Unfortunately, an inguinal hernia is a serious condition especially for your baby’s delicate body and may even need surgery.

How To Know If Your Baby Has Inguinal Hernia

inguinal hernia in babies
inguinal hernia in babies

Image source: iStock

Children may experience hernia at any age, but it is often noticed more in newborn babies.

It may not be obvious during the first few weeks or even months after they’re born, but once the bulge in their groin or scrotum gets bigger you may notice your child crying or straining. This bulge may go away or turn smaller while your child is asleep during the night.

Once this bulge no longer pushes back into the abdomen, this becomes a serious condition and your child’s inguinal canal may lose its blood supply.

You can detect signs of inguinal hernia in babies if you spot the following:

It’s also important to note that symptoms may vary for each child. So if you happen to notice any of these signs in your baby or find them in pain, it’s best to contact a doctor right away.

Even with only one groin with inguinal hernia, your child can be more at risk of having a hernia on their other side. It is, therefore, advisable to get them treated as soon as possible.

Treatment For Inguinal Hernia

Image source: iStock

Infants need to go through surgery in order to fix their inguinal hernia. They would need to be operated to release the loops of the bowel that got stuck. This is an immediate treatment for hernia in your baby.

The operation will involve giving your child anaesthesia, then placing the loops of their bowel back into their abdominal cavity. Then their muscles will be stitched together to prevent the hernia from recurring.

The surgery usually lasts 30 minutes to one hour.

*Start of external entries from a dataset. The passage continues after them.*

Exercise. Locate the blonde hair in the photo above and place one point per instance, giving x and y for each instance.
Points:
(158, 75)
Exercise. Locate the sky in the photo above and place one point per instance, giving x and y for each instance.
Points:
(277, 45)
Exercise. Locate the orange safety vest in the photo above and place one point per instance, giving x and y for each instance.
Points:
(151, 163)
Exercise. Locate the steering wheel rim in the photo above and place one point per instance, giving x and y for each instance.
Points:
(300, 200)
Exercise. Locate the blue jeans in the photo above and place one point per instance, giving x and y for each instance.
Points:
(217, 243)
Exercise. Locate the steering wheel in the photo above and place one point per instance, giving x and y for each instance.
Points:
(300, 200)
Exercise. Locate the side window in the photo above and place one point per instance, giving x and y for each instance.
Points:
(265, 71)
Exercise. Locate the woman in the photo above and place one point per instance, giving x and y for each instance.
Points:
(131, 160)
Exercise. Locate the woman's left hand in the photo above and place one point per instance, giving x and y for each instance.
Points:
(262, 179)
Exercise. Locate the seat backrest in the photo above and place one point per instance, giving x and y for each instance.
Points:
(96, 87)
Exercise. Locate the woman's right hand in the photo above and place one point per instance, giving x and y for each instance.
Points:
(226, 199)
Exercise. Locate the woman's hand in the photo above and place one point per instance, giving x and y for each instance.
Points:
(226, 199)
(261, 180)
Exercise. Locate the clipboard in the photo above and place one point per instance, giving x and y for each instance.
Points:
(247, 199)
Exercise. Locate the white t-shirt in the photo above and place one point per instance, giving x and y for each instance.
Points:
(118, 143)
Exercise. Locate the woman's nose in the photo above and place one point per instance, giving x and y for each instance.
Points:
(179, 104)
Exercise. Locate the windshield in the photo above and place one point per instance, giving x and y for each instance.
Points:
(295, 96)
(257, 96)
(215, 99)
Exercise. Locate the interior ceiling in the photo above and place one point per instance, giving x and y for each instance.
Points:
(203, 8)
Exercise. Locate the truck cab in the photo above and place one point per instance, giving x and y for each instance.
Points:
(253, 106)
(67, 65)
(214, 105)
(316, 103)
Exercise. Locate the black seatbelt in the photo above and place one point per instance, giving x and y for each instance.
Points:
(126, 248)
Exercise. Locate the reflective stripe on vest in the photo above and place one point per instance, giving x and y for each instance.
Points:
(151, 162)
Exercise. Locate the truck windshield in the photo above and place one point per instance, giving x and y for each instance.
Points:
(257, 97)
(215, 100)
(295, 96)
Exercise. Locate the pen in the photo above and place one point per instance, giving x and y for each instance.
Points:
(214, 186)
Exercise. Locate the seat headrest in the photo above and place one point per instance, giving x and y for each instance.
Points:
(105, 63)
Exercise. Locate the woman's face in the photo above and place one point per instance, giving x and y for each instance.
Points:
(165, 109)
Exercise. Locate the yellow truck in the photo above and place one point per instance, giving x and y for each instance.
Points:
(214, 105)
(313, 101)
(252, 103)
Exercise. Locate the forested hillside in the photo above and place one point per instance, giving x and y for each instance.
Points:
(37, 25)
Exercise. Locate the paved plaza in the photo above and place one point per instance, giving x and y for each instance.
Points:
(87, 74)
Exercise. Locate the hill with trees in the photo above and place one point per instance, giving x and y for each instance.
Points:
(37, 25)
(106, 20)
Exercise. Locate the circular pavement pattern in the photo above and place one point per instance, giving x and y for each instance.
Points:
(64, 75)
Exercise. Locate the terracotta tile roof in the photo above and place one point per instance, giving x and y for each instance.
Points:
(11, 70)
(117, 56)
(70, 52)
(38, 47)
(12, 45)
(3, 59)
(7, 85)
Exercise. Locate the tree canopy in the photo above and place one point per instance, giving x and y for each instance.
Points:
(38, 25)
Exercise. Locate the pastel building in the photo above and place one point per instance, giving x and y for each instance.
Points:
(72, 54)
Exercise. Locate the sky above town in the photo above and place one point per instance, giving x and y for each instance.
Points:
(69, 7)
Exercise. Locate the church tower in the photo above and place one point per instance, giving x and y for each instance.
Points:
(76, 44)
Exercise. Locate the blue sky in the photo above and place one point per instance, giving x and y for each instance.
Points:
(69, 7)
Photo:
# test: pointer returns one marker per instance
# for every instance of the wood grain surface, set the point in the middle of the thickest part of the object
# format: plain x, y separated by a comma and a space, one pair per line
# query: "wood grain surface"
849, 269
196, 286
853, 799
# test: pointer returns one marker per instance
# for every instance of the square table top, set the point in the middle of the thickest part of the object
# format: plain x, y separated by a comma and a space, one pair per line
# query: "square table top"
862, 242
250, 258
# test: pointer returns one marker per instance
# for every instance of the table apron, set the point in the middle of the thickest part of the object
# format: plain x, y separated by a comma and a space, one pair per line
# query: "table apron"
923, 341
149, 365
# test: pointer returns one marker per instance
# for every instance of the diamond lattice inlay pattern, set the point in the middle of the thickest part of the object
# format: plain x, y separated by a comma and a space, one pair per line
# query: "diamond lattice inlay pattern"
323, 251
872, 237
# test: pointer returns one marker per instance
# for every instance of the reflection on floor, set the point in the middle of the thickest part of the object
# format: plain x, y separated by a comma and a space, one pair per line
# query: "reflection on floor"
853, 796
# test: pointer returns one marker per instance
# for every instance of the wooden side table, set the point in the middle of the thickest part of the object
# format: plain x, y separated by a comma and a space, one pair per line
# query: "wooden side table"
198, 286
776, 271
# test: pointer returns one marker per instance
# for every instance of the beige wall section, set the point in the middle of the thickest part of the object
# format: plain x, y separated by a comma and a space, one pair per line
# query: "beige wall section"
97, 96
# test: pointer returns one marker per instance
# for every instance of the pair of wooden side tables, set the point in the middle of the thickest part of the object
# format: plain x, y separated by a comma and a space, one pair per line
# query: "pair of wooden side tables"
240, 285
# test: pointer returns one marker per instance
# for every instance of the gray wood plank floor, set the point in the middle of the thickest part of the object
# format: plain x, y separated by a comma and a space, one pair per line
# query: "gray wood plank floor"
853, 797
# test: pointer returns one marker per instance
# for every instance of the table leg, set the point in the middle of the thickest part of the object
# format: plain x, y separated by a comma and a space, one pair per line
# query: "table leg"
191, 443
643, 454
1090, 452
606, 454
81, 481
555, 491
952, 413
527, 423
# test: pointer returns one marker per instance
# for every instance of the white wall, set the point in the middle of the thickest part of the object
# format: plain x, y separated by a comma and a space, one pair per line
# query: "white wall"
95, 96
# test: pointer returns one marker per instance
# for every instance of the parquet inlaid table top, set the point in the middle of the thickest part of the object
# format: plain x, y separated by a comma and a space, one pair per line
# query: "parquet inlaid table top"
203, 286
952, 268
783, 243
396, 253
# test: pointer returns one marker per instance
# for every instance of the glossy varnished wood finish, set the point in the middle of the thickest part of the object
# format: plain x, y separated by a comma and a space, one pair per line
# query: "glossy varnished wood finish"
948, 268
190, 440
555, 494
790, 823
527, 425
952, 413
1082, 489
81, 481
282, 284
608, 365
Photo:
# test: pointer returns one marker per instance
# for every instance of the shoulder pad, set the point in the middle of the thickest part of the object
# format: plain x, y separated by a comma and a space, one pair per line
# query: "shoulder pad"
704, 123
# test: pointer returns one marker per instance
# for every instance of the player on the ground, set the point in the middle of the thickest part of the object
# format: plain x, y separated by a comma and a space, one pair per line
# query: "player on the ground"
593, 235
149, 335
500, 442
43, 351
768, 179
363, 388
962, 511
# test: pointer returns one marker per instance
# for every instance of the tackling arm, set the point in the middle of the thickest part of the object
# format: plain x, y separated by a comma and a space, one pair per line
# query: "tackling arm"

Baby boys are at higher risk of having an inguinal hernia than girls, which is why gender is a primary risk factor of this condition. Other risk factors include:

  • Premature births

  • Family history

  • Other urogenital anomalies

  • Cystic fibrosis

  • Developmental dysplasia of the hip

When To Call A Doctor

You should immediately contact your doctor if you find that your baby has:

  • Swelling or bulging in the groin area

  • Vomiting

  • Experiences pain

  • Fever

While this condition takes time to show its true ugly face, it’s always best to be cautious. Check your baby’s genitals for allergies and hernia once every other day and rush them to the doctor if you notice any abnormality.